Monday, 24 January 2011

Anglesey Coastal Trail Series Marathon 22nd January 2011

  Having managed to negotiate the Christmas and New Year break with a surprising (for me) amount of discipline with regard to diet and my training, this race was preceded by a week of thoroughly enjoyable, yet non-specific, Arctic Survival training skills with the boys in Norway.

I had been feeling fairly strong the week before that running consistently having come off a few days down in Exmoor with Lotte staying at the Blue Ball Inn (I cannot recommend this place enough – if you are looking for accom for the Exmoor race – this is the place, on the course and incredibly hospitable, great food and great atmosphere). Our time had been spent on long walks and runs on the trails that make up and surround the Exmoor marathon course, so my holiday training in that respect couldn’t have been better - it’s a real shame I won’t be around for Exmoor this year – it’s a fantastically challenging and beautiful course, I guess I’ll have to settle for the bleak Arctic tundra ;-)

After the week of training in Norway however, I’d felt somewhat sluggish on my runs, and so little was left to do but to hope that I’d find some semblance of form come the race.

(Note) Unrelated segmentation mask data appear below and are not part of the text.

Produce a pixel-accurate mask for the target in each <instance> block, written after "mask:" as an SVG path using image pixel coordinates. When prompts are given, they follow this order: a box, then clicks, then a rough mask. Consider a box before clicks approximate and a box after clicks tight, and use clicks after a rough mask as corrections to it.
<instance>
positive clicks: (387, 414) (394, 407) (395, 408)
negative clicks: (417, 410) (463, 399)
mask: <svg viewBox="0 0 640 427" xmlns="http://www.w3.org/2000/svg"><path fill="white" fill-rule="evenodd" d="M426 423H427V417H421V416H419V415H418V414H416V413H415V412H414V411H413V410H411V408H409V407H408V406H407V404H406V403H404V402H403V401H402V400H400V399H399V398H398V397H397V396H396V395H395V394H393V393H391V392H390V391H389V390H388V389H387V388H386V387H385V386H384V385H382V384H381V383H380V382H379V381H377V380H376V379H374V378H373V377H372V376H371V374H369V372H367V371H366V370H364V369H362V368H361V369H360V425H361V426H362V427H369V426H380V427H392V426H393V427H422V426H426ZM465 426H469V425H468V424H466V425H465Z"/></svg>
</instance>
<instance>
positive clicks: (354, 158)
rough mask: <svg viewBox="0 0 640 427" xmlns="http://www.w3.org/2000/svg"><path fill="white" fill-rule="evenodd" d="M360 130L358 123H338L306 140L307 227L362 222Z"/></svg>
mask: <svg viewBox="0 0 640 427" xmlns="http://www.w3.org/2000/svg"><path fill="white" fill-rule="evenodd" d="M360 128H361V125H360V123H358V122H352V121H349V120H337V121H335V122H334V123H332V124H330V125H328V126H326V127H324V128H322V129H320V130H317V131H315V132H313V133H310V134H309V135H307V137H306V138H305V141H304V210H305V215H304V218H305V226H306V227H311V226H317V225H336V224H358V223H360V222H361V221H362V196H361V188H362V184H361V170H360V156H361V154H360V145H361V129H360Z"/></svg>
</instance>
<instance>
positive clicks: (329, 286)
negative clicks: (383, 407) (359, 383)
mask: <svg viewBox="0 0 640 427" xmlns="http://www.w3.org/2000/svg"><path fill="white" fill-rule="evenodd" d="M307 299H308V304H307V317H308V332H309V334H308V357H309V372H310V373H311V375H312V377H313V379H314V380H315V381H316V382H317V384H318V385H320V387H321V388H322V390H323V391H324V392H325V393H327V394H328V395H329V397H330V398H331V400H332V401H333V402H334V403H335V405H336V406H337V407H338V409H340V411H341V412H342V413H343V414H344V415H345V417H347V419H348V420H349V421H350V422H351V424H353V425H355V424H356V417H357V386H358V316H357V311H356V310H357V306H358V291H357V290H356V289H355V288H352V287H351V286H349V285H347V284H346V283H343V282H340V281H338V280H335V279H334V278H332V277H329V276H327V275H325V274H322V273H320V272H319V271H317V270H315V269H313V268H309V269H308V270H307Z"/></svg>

With Oli deciding to recover fully from his injury at Gower (very sensible) it was down to Jay and I to fly the Team Arktix flag in Anglesey. We set off lunchtime on Friday for the long drive up, and camped about 10 minutes from the race start. We caught up with Jack Wilkinson, a member of Team Pole Position, (also racing to the North Pole this April) and went for some food in a nearby pub.  After a glass of whisky in the tent before bed we all camped down for the night.    Despite a decent frost on the car Saturday morning, we had been more than a little toasty in our nanok sleeping bags and tent.   Our gear, whilst perfect for Arctic conditions, and good practice in terms of personal admin to keep using, can only be described as overkill for Anglesey on a balmy January evening.

With ruthless efficiency we pulled pole, and drove over to the race start.  Jay set off in the early wave leaving Jack and I to pass time in the car before the main start (unfortunately, we had finished all the whisky the night before).

It was good to see a couple of familiar faces from the Transalpine on the start line, and after the usual safety briefing, without delay, we were off.

I set off at a relatively decent pace, wanting to get a little ahead of the game before the course broke off into more technical trails.  Up to the first checkpoint the course was fantastic – slippery rock and uneven winding paths – just my kind of trail! I normally set off fast, settle down and then push towards the end, and so was not surprised to see 4 or 5 pass me over the next 10 or so miles.

A picturesque run that hugs the coastline for the first 15 or so miles before an inland loop, I would have preferred slightly hillier terrain but was feeling relatively comfortable.

Just after half way I caught up with Jay on about 2 hours.  He had had a fall, but judging by how long it had taken me to catch him, I knew he must have been going well.  He seemed in high spirits and so I moved on, just as Iona (to her surprise leading the women’s field by about 30seconds or so) came alongside.

We chatted for a while and I managed to hang with her for about 30 or so minutes.  Her pace was fractionally too much for me (not to my surprise), and so she pulled away.

I had focused quite intently on getting my food in during this race, normally only taking on a handful of jelly beans and a biscuit at each aid station and a gel towards the end, I had meticulously been taking on a gel every 40-45 minutes.  Despite the increased energy levels, the flatter terrain in the midsection had taken its toll and I was beginning to tighten up.   Time passed quickly and before I knew it ,I was approaching the end facing a steep and prolonged climb inside the last mile.

Great! Finally some of the hills I’d been hoping for!  I knew it was just a short descent to the finish, and was looking forward to using my descending ability to good effect and pick off a couple of places in the final half mile.  I pushed on up the hill, but started to feel uncharacteristically tight in my calves.  I’ve never suffered from full on cramping in my calves and so just kind of hoped it wouldn’t happen.   Over the top, and Wham! It felt like someone had taken a baseball bat to my legs.  I actually started to laugh, thinking how ridiculous I must have looked, hobbling along, not making it more than a couple of paces at a time before they ceased up again.  I tried to curb my laughter as there were some actually quite precarious sections on the descent, and didn’t want to turn this disappointing finish into a DNF!  Down the flatter last section that I’d normally fly down I continued to hobble and lost yet another place, getting some quite patronising yet well intentioned encouragement from a runner of the half I’d overtaken on the ascent!

With little more to do than limp home and hope that I didn’t lose any more places I finished in 21st place and 4 hours 21.   Well done to Jay who ran sub 6 for the first time on a CTS course, a fantastic effort.  To Jack, a superb first marathon, only 19 and finishing strong not far behind me! Of course congrats to Iona for winning the ladies and Gareth for 3rd in a competitive men’s field!

Despite small set backs in consistency, my running is continually improving and as ever I look forward to the next CTS race and catching up with you all again! South Devon Ultra next up, see you there!